The same week after the Russian invasion of Ukraine, the European Commission published its long-awaited proposal for binding legislation on human rights due diligence. Once in force that Corporate Sustainability Due Diligence Policy will require companies to identify and mitigate human rights risks related to their global operations and business relationships. Although the current draft represents, in theory, a significant and significant step forward in improving responsible business conduct and corporate accountability, it has serious flaws and departs from the UNGPs and the OECD Guidelines on many fundamental points. A critical gap is the lack of any reference to conflict areas and what the heightened risks in these areas should mean for corporate due diligence efforts.
Currently, the Council of the European Union and the European Parliament are discussing the text of the draft directive and drafting their positions, with trilateral negotiations expected to start in summer 2023. EU politicians now have a chance to ensure that the directive truly lives up to its stated aims and aligns closely with the UN Guiding Principles and the OECD guidelines, including the requirements of these standards for companies operating in conflict zones.

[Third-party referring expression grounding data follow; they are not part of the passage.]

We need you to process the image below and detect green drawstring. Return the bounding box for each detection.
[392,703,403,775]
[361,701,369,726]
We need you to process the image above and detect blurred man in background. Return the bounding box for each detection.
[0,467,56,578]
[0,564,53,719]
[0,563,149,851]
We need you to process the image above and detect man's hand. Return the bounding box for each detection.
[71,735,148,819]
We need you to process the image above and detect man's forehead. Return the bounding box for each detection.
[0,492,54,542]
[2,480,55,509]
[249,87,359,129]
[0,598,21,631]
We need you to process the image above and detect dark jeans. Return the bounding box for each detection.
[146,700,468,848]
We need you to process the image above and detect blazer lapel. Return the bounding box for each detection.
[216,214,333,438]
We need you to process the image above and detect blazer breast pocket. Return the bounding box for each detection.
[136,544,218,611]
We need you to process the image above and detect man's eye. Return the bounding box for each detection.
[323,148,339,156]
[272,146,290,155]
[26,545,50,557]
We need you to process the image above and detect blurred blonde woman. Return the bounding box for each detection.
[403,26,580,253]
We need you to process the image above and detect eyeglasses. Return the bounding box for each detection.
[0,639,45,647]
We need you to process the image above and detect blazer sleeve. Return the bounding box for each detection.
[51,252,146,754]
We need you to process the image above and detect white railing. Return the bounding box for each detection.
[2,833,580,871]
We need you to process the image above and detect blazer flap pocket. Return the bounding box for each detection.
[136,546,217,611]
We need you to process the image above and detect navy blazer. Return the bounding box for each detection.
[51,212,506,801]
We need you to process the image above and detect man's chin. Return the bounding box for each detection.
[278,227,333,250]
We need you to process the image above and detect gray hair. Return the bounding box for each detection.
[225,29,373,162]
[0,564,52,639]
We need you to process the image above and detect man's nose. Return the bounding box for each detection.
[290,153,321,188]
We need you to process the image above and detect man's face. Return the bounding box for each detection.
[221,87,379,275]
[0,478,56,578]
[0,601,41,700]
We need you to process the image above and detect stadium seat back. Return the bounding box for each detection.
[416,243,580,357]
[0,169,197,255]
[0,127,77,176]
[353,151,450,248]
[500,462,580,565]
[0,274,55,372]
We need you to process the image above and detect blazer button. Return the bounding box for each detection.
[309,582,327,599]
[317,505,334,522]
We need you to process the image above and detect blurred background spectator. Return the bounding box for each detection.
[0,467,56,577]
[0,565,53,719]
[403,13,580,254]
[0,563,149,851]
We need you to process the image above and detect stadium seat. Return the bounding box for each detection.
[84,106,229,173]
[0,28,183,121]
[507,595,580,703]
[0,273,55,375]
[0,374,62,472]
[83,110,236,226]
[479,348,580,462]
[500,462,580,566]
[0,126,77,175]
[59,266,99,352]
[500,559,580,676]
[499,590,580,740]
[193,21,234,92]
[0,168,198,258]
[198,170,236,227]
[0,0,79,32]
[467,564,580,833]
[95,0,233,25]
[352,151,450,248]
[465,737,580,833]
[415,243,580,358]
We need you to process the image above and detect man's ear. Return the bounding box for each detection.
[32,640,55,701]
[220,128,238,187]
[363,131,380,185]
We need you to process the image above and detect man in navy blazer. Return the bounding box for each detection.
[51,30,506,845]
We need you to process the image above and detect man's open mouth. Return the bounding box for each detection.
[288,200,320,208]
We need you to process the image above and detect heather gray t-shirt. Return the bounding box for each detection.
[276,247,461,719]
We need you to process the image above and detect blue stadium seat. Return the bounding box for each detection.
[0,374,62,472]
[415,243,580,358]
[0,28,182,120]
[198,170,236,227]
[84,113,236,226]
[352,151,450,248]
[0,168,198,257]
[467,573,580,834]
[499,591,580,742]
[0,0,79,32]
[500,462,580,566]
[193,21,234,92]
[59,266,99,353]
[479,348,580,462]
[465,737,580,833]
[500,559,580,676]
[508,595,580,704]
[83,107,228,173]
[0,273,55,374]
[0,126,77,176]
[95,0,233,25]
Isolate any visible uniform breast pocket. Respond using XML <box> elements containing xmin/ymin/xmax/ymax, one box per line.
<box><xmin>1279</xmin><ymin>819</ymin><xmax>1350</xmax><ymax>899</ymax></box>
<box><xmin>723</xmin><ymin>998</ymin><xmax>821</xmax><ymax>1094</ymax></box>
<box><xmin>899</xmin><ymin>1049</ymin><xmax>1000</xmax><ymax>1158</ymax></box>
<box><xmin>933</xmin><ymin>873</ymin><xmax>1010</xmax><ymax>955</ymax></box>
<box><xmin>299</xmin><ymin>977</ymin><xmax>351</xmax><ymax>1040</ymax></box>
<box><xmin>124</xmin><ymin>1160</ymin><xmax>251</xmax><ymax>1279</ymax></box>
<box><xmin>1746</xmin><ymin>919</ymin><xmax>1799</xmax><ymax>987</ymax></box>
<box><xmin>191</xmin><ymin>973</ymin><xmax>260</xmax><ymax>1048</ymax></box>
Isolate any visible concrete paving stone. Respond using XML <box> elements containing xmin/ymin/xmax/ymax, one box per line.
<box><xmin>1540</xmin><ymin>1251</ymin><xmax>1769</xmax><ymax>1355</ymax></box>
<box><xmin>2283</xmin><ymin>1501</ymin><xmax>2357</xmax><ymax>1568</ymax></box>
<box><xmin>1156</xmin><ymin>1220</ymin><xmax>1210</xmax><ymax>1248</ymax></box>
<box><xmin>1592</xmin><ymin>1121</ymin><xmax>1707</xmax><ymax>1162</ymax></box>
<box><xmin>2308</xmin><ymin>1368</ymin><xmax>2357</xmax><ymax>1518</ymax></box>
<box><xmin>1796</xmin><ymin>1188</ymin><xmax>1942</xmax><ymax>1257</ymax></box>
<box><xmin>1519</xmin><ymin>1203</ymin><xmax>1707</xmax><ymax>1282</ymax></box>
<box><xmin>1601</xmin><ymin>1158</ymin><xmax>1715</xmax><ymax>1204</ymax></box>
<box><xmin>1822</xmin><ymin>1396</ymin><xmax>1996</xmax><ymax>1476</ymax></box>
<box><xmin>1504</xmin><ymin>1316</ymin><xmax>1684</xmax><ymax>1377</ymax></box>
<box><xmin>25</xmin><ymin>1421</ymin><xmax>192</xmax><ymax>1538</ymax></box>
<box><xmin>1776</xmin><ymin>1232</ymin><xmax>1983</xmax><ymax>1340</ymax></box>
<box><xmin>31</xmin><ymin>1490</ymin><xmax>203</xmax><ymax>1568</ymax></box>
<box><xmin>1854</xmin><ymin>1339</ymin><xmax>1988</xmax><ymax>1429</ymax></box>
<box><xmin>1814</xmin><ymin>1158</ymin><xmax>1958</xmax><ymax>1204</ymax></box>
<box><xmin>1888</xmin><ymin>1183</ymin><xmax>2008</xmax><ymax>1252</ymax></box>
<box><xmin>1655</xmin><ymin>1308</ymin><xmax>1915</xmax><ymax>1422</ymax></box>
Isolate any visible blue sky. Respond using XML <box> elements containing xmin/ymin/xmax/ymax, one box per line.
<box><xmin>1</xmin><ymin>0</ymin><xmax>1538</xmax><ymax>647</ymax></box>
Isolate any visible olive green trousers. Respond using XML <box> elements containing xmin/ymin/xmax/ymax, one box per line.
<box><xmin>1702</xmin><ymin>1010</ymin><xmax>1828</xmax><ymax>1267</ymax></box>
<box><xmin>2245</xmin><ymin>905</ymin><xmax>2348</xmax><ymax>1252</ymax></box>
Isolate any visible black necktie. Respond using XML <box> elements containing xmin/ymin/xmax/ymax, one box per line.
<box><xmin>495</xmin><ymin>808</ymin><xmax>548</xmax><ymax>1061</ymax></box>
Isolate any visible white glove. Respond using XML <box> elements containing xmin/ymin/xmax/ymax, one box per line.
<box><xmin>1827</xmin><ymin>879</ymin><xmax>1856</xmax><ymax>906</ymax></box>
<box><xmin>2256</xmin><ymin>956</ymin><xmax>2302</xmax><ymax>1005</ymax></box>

First of all, the directive should point out that in situations of armed conflict not only human rights and environmental law but also international humanitarian law must be respected. Second, the policy should require all companies – regardless of industry or size – with activities or upstream or downstream business relationships in conflict-affected or high-risk areas to undertake enhanced, conflict-sensitive due diligence with reference to existing guidelines developed by the UN Working Group on Business and Human Rights and the International Red Cross Committee.
The Guiding Principles were drafted as the world became aware of corporate involvement in violent conflicts in Colombia, the Democratic Republic of the Congo, Liberia and Sierra Leone. The current war in Ukraine has shown that most companies still have a long way to go to ensure their due diligence efforts, particularly in these contexts, adequately consider these impacts. In most cases, they need to go beyond simply complying with imposed sanctions and design and implement their enhanced due diligence policy for doing business in conflict-affected areas. It is now up to EU member states to take responsibility by ensuring that mandatory due diligence legislation is effective in areas of the world where the risks of human rights abuses are greatest, where the scale of corporate abuses is highest and where people live are most vulnerable.
In August 2022, a group of 51 civil society organizations and academics working on business, conflict and human rights, including PAX and International Alert, released a joint statement calling on EU leaders to adopt specific provisions on responsible business conduct in Include conflict-affected areas in the Corporate Sustainability Due Diligence Policy. The joint declaration with further recommendations can be found here.